Our professor worked on an algorithm called PILAR that uses basic n-gram processing techniques to identify the static and dynamic parts of a log, but it was a proof-of-concept algorithm that could not be used in a production system. The initial algorithm could not handle millions of log events being thrown at it in a single second, Furthermore, the system could not integrate with popular logging systems and could not handle parsing log streams; it could only parse files of logs.

Our project revamped his initial system into a log parsing plugin that could be used in extremely performant software engineering environments.

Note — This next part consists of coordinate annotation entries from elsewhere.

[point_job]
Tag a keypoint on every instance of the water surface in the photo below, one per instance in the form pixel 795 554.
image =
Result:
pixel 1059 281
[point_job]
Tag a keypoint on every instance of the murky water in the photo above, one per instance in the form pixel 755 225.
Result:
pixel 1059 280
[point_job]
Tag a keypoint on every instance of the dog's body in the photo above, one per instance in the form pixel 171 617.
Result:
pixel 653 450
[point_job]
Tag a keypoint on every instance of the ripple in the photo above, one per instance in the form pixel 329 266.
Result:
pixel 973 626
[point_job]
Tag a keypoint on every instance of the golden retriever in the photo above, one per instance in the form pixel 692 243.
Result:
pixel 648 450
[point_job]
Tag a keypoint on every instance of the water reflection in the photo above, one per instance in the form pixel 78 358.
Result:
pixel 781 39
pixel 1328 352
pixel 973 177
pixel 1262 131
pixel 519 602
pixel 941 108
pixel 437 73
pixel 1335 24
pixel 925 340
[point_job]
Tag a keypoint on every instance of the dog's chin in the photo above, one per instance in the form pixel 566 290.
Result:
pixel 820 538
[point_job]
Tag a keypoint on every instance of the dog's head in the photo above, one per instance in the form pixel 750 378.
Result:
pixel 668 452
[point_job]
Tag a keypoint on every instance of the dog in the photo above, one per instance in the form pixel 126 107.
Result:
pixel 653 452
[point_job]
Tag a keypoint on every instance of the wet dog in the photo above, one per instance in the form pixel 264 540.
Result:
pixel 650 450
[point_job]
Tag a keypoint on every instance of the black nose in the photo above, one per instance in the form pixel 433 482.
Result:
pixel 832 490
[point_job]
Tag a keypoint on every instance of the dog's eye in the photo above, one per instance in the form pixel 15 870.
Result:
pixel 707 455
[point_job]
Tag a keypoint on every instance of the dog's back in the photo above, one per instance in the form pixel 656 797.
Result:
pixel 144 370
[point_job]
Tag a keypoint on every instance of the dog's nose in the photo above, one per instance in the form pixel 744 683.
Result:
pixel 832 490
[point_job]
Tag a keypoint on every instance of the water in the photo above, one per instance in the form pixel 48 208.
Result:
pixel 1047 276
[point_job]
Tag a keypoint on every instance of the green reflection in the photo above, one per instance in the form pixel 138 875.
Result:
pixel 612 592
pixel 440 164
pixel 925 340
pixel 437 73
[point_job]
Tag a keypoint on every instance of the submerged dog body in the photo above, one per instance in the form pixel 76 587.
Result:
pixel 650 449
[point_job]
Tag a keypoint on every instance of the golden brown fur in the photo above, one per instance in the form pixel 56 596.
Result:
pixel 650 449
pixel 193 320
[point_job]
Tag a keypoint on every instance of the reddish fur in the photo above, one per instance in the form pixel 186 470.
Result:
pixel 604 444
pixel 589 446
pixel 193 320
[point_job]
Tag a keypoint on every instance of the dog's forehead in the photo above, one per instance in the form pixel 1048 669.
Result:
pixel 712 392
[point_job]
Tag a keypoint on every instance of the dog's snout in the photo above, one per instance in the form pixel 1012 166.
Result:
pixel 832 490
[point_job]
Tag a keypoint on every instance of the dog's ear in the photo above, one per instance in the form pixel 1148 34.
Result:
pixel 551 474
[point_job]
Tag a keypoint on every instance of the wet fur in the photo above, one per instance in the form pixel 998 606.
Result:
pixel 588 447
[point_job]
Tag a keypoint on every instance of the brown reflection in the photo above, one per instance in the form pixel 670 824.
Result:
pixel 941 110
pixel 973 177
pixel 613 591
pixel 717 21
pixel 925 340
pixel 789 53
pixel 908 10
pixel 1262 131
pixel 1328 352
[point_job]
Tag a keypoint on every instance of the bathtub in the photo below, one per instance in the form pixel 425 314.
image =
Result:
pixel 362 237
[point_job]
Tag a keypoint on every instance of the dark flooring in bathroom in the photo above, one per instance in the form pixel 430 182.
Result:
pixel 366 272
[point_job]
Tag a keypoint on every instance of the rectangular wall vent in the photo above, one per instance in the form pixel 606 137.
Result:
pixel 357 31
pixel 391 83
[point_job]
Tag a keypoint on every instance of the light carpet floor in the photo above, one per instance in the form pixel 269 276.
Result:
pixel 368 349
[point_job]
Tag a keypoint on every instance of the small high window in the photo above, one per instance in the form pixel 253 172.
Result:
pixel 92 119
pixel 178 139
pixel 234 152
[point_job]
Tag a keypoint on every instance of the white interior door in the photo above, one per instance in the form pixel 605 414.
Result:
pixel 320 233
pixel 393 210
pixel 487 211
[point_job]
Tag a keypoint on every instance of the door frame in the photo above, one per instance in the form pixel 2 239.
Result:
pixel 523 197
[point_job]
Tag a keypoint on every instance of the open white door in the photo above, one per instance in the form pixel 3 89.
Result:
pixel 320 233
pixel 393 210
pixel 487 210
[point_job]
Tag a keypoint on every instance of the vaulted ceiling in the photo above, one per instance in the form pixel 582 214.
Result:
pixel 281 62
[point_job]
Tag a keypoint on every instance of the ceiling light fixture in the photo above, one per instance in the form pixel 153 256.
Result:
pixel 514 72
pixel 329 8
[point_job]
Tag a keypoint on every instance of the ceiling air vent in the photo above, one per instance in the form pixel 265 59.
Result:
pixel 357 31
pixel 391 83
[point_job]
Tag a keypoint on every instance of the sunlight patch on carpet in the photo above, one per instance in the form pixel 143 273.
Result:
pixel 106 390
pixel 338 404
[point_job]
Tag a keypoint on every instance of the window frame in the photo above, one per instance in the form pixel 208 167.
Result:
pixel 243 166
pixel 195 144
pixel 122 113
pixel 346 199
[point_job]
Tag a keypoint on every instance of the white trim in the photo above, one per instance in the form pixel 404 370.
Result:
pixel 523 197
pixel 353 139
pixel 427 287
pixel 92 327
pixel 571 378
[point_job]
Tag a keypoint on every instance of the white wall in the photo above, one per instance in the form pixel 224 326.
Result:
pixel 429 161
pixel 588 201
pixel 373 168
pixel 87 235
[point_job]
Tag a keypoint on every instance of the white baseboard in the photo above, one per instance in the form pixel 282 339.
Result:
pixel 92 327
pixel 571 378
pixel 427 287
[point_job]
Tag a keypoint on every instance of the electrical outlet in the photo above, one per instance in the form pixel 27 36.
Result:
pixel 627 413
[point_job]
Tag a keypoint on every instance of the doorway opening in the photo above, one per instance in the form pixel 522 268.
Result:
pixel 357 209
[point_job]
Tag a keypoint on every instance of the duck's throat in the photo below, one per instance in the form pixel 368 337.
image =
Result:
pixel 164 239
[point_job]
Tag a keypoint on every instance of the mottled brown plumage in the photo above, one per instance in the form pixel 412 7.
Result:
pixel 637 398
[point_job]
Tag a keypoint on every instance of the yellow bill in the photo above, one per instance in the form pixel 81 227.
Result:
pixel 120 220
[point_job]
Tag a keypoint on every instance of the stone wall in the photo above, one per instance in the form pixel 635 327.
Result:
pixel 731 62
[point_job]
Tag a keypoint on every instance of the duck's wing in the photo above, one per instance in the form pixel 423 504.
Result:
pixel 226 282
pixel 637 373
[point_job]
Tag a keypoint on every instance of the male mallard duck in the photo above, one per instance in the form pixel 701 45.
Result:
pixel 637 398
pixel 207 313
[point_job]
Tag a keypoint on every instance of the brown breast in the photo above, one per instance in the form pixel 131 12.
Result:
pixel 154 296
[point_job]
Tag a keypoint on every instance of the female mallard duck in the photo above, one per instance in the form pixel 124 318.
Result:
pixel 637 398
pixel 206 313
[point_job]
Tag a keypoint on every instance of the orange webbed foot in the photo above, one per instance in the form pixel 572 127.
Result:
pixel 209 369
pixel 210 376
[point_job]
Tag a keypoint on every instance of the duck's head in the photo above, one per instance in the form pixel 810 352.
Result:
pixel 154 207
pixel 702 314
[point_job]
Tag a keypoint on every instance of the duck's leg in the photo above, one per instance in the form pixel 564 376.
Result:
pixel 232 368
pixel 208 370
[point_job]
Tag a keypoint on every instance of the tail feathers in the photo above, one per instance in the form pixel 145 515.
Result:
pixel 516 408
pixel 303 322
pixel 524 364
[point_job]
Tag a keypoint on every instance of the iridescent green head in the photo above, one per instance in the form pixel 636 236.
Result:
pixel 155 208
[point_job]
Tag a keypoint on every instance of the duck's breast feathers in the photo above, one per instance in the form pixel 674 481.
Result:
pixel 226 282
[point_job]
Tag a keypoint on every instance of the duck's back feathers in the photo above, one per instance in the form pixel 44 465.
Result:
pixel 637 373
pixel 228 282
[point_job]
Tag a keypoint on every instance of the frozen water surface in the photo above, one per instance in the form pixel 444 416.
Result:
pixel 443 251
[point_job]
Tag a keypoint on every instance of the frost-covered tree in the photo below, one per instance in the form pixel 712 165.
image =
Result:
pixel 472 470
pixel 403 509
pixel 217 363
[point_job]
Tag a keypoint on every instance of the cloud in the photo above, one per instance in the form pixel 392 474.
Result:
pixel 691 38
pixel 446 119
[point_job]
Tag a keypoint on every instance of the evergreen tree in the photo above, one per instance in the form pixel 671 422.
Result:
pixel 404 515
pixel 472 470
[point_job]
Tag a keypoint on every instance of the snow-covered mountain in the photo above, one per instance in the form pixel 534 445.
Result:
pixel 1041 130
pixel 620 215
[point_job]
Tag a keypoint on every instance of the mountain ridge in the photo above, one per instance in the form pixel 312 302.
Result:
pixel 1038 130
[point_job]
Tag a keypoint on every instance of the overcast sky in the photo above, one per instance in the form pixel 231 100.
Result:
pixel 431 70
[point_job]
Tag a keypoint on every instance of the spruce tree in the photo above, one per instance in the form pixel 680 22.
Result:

We made several improvements to his algorithm, including:

  • Converted the algorithm into a plugin that could integrated into Logstash, a leading open-source log framework used in many companies
  • Re-architected the system to enable stream processing of logs
  • Engineered several optimizations, including concurrency and caching, to make PILAR work at lightning speeds.

We finished most of the work in our 4A term while we were on exchange, having weekly calls and doing a bunch of async work. In our 4B term, we did some final touchups and performance benchmarking and finally presented our project at the SE Symposium. You can check out our poster below (made in Figma):

Our professor encouraged us to submit the project to the Foundations of Software Engineering Student Research Competition. We unexpectedly got accepted for our submission and wrote up a paper for a competition, a first for all of us on the team. Our submission can be found here. Feel free to email me if you want the manuscript!

Tips for success on FYDP

FYDP can be an unnecessary stressful burden for many engineering students. Here are some tips to make it a more enjoyable experience:

  • Choose a good team: This is absolutely crucial and probably the biggest determinant if you will end up enjoying FYDP. How do you derisk your team selection? You need to work on small projects with them. Fortunately, SE’s FYDP program has an inbuilt method to try out a bunch of different projects with a team. I know a few people that found out that their initial team was not a good fit for their working style. It is much better to find this out early when you have committed deeply to any particular topic.
  • Look into research projects: research projects with professors are a great fit for FYDP as they are often well-scoped and are marked quite easily compared to “new product” categories. However, approaching professors to collaborate on a research project is a delicate art. Rather than cold-emailing professors and seeing if they have any available projects, you should try to align your interests with professors and propose topics that are in-line with their current research. This shows a lot more initiative to professors and they are a lot more willing to take your team under their wing.
  • Explore before you commit: One great thing about the SE FYDP program is that we have the chance to try out 3 different projects before we begin. If you are an SE student, use this time wisely to explore different ideas and different types of projects.
  • Frontload: Personally, my priority in 4B was to enjoy the last term with my friends and spend time with them as much as possible. FYDP can be a detractor from this, so try to do most of your work before 4B so you have your last semester to do whatever your heart wishes

Overall, FYDP was a great cherry on top of the SE experience. I had a great time building this project with my friends and learning more about a field of software engineering that I didn’t know much about. FYDP is an excellent opportunity for students to dive into their interests and marry it with software engineering principles!